DurableTask.Core.RetryOptions retryOptions = new DurableTask.Core.RetryOptions(
	TimeSpan.FromMilliseconds(2500), 15)
{
	Handle = e =>
	{
		_logger.LogWarning($"Retrying orchestration - {GetType().Name} - due to '{e.Message}'");
		context.ContinueAsNew(input);
		return true;
	}
};
return await context.CreateSubOrchestrationInstanceWithRetry<IPayload>(typeof(ThisIsASubOrchestration), retryOptions, input);

c. I (also)thought this could be a timing-issue so introduced a big-enough BackoffCoefficient, didn't help:

DurableTask.Core.RetryOptions retryOptions = new DurableTask.Core.RetryOptions(
	TimeSpan.FromMilliseconds(2500), 15)
{
	BackoffCoefficient = 5.0,
	Handle = e =>
	{
		_logger.LogWarning($"Retrying orchestration - {GetType().Name} - due to '{e.Message}'");		
		return true;
	}
};
return await context.CreateSubOrchestrationInstanceWithRetry<IPayload>(typeof(ThisIsASubOrchestration), retryOptions, input);

I'm using the following packages:

Microsoft.DurableTask.SqlServer - 1.1.1
Microsoft.Azure.DurableTask.Core - 2.10.0 (dependency brought in via Microsoft.DurableTask.SqlServer)
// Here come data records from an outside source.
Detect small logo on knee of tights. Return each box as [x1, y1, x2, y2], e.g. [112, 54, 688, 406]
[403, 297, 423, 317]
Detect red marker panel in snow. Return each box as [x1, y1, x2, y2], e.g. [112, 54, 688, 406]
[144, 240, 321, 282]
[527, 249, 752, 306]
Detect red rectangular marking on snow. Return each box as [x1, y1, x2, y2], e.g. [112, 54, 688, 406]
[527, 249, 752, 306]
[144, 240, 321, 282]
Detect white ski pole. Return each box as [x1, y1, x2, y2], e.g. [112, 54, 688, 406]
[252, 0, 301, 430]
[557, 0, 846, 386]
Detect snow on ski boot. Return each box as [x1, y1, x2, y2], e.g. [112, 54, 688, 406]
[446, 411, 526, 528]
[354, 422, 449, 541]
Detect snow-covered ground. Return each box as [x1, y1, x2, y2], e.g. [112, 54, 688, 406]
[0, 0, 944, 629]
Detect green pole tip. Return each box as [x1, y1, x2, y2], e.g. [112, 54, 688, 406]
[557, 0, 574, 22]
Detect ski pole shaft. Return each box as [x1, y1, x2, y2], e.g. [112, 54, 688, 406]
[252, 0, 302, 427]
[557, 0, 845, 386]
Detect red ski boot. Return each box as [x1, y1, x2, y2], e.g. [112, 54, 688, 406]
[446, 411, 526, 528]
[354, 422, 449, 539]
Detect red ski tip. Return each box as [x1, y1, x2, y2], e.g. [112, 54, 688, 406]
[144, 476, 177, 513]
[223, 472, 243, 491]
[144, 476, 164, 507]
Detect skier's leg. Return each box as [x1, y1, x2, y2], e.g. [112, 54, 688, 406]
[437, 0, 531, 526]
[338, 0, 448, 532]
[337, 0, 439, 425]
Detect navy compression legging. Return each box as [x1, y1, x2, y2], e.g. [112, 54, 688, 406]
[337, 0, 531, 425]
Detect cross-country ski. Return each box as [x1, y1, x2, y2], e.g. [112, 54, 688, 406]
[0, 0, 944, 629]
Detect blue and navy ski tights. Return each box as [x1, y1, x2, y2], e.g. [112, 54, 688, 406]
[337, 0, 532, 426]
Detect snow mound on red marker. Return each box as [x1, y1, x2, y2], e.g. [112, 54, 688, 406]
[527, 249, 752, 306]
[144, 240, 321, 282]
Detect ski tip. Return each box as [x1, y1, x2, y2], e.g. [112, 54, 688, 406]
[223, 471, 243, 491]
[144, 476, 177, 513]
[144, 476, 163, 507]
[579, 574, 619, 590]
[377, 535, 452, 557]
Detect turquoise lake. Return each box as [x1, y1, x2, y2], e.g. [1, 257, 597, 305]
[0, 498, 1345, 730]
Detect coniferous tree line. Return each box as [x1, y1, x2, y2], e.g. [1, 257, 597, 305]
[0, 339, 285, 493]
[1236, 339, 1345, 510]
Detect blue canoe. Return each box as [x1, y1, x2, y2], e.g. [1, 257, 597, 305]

@cgillum @jviau @papigers Can you please advise, when time permits? Thank you.

I also have a another ticket opened for RetryOptions here.

jviau commented

@Nabakamal the handler being executed multiple times is expected and by design. This is all part of the record-replay model that durable uses. You need to use a replay-safe logger to avoid multiple log statements. See an example here: https://github.com/jviau/durabletask-hosting/blob/main/src/DurableTask.Extensions/src/Logging/OrchestrationLogger.cs

Essentially, only log if OrchestrationContext.IsReplaying == false

Thanks, @jviau - somehow I missed this update/notification. I'll take a look at your suggestion - appreciate it. Cheers!